Reading time: 5 minutes · Home Safety Assessment
Understanding the Common Hazards
Indian homes — particularly those more than a decade old — carry a specific set of risks for elderly residents: uneven flooring, steep staircases, dimly lit common areas, outdated electrical wiring, and the near-universal absence of bathroom grab bars. These are not rare problems. They are the norm.
What makes them dangerous is that elderly parents often adapt to these conditions gradually, never thinking to mention them. The bathroom floor has always been slippery. The staircase light has been flickering for months. A structured assessment changes this — it gives you a baseline, a record, and a plan.
Video Calls as Safety Audits
Scheduled video calls offer more than emotional connection — they are practical safety walkthroughs when used intentionally. Ask your parent to move slowly through each room while you observe lighting, floor surfaces, and the presence or absence of mobility aids such as handrails and grab bars.
“How are things at home?” yields little. “Have you had any near-slips in the bathroom this month?” yields useful information.

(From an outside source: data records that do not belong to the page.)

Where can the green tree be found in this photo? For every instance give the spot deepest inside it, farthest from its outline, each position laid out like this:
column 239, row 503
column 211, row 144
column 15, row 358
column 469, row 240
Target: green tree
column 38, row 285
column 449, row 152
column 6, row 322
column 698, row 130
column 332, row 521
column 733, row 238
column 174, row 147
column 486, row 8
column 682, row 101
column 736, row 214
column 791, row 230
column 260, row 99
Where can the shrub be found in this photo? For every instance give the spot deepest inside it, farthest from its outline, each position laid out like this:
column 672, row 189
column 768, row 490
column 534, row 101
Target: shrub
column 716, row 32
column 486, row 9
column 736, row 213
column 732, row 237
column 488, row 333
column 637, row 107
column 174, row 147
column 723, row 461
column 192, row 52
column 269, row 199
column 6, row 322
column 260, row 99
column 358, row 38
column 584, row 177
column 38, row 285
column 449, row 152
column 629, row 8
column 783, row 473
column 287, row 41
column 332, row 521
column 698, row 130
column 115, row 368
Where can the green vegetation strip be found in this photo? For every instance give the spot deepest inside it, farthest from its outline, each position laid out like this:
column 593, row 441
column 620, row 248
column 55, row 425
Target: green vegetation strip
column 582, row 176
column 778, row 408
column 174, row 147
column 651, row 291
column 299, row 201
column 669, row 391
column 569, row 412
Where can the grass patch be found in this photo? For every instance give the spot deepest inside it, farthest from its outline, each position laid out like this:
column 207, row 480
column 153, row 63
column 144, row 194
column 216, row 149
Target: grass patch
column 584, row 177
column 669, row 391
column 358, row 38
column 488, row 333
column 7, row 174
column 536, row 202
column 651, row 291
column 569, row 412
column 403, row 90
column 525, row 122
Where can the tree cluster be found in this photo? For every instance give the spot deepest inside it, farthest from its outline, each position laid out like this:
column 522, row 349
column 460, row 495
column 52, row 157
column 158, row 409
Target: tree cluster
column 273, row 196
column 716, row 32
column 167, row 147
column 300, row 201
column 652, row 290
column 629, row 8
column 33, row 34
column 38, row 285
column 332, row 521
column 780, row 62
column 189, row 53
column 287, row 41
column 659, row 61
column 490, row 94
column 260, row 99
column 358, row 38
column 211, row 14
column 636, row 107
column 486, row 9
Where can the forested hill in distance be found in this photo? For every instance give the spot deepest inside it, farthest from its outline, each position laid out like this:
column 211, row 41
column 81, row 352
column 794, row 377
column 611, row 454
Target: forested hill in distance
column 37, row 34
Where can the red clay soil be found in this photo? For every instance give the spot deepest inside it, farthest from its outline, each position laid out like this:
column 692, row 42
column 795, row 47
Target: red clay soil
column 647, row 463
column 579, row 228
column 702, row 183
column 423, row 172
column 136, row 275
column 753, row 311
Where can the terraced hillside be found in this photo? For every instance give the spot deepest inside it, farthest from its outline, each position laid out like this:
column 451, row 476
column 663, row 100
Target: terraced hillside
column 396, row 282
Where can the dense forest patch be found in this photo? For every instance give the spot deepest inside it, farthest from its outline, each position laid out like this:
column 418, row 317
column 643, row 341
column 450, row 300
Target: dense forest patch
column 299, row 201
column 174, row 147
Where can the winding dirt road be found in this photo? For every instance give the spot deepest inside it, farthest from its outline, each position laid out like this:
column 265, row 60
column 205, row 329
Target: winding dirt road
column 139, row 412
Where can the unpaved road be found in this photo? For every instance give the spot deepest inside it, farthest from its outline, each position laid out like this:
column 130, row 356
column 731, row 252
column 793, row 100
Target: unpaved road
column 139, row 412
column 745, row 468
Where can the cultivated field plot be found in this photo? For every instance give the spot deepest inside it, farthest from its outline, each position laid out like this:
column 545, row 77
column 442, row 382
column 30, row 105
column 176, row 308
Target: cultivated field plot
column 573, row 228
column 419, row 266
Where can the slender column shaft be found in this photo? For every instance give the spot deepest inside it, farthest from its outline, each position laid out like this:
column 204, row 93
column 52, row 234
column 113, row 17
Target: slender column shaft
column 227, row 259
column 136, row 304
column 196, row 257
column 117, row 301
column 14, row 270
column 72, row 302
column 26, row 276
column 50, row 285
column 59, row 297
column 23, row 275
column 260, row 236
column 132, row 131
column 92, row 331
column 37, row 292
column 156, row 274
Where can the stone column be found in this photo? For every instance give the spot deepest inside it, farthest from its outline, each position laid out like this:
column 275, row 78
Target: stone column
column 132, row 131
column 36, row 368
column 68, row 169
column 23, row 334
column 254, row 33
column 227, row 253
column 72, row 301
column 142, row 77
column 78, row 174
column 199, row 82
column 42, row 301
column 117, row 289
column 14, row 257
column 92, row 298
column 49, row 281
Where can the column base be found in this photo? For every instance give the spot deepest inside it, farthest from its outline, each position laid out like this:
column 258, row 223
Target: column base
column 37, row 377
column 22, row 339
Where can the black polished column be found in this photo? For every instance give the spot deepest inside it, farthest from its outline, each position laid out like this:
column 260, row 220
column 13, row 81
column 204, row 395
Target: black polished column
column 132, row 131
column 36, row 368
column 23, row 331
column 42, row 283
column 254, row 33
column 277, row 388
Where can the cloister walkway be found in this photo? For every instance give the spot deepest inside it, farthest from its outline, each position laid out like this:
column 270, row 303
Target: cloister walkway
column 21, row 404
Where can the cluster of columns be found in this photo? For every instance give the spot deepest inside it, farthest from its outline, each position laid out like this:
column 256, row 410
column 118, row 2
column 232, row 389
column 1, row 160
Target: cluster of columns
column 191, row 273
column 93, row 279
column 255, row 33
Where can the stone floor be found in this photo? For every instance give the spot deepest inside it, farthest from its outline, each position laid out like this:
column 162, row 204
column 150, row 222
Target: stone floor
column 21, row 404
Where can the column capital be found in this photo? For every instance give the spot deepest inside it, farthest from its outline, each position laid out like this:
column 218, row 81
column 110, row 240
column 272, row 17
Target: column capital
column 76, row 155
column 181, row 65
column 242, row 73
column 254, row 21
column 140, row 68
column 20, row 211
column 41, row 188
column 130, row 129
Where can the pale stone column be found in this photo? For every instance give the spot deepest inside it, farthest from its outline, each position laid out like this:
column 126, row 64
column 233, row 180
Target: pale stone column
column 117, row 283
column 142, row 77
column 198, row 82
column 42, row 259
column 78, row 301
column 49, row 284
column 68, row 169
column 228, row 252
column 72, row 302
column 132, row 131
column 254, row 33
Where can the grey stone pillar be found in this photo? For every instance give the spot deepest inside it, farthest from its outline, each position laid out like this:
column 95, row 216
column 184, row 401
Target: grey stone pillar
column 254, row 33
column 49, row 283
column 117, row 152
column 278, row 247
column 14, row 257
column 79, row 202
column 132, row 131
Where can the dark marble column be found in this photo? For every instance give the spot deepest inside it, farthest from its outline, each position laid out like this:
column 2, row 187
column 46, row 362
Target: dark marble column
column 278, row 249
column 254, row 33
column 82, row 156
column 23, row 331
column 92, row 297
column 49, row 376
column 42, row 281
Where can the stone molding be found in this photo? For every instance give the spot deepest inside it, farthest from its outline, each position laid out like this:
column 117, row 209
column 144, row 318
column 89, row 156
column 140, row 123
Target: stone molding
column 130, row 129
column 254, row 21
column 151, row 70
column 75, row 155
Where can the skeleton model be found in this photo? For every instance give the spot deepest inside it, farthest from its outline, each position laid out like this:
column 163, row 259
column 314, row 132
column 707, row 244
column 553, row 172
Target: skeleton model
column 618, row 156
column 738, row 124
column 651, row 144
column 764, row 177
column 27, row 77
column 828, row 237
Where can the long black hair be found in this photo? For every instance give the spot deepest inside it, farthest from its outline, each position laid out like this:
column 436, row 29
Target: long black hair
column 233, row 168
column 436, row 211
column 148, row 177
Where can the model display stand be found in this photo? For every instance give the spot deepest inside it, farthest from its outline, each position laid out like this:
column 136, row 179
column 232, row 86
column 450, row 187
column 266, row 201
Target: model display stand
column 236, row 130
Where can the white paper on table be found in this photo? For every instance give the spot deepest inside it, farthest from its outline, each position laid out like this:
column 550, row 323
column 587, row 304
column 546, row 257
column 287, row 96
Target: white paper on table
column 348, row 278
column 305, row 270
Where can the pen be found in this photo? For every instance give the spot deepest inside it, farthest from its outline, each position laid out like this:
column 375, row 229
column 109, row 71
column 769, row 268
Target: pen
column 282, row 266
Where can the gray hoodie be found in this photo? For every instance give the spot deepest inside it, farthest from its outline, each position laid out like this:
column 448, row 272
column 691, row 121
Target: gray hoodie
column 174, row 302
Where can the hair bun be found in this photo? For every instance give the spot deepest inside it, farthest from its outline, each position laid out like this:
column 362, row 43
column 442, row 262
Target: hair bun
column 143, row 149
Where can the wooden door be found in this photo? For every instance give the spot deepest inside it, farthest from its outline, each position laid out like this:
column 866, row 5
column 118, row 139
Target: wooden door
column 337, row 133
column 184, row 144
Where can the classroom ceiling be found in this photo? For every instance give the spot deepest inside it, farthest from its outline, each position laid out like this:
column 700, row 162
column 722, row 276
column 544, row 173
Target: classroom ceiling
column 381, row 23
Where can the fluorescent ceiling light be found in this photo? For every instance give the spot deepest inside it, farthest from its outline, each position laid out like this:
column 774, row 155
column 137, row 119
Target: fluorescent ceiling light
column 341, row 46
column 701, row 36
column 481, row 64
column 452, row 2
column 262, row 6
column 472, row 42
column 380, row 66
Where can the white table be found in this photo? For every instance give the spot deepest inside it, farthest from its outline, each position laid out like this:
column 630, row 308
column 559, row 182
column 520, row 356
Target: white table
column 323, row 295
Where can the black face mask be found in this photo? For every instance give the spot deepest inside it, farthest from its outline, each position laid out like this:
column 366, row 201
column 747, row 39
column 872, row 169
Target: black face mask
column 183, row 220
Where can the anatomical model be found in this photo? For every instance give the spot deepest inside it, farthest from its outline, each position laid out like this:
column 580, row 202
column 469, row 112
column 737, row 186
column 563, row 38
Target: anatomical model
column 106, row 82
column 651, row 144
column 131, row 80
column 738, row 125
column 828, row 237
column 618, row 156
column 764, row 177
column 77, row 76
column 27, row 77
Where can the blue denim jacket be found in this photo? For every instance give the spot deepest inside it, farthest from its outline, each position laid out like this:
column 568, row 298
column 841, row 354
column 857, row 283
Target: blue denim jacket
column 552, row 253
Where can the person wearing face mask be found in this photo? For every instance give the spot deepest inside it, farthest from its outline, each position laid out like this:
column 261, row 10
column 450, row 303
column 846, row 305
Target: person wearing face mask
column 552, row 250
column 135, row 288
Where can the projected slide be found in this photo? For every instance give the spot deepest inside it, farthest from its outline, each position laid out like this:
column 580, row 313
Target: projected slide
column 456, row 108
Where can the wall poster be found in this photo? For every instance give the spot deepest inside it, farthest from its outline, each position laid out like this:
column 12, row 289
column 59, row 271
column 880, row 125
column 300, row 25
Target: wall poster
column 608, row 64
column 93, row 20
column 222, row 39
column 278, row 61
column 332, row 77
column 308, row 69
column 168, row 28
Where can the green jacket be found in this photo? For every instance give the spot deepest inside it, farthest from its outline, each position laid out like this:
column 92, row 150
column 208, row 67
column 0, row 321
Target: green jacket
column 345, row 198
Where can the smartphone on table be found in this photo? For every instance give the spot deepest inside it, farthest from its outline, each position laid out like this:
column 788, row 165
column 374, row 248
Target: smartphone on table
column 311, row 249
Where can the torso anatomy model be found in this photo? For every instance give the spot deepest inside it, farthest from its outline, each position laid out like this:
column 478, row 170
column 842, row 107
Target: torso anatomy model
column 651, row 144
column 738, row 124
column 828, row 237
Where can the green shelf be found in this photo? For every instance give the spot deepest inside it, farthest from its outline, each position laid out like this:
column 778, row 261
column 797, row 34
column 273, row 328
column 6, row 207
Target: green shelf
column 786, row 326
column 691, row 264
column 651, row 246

Document what you observe and create a baseline for future comparison.
Engaging Local Support for Physical Assessment
A trusted family member, neighbour, or hired caregiver can conduct a detailed physical walkthrough on your behalf. Provide them with a structured checklist covering the bathroom, staircase, kitchen, bedroom, and common areas — and ask for photographs alongside written notes.
In cities such as Bangalore, Mumbai, Chennai, and Delhi, professional senior care services now offer formal home safety evaluations with written reports and recommended modifications.
Tracking and Following Through
Document every concern photographically. Create a shared document listing each hazard, the action needed, the person responsible, and the completion date. The most common failure is identifying hazards and not following through — a list without assigned responsibility and a deadline tends to remain a list.
FOR EXAMPLE — Suresh, Singapore (age 43)
- Suresh noticed during a video call that his 72-year-old mother was steadying herself on the wall while walking to the kitchen.
- He arranged a local caregiver in Bangalore to conduct a room-by-room assessment. Three hazards were documented: no grab bar in the bathroom, a loose mat near the kitchen door, and a bedside lamp too dim for safe night navigation.
- Modifications were completed within three weeks, coordinated entirely via WhatsApp photographs and brief calls.
Key Takeaways
- Schedule structured video walkthroughs focused on movement and lighting — not just conversation.
- Engage a local contact or professional service to conduct and document a physical assessment.
- Track every hazard and modification with assigned responsibility and a deadline.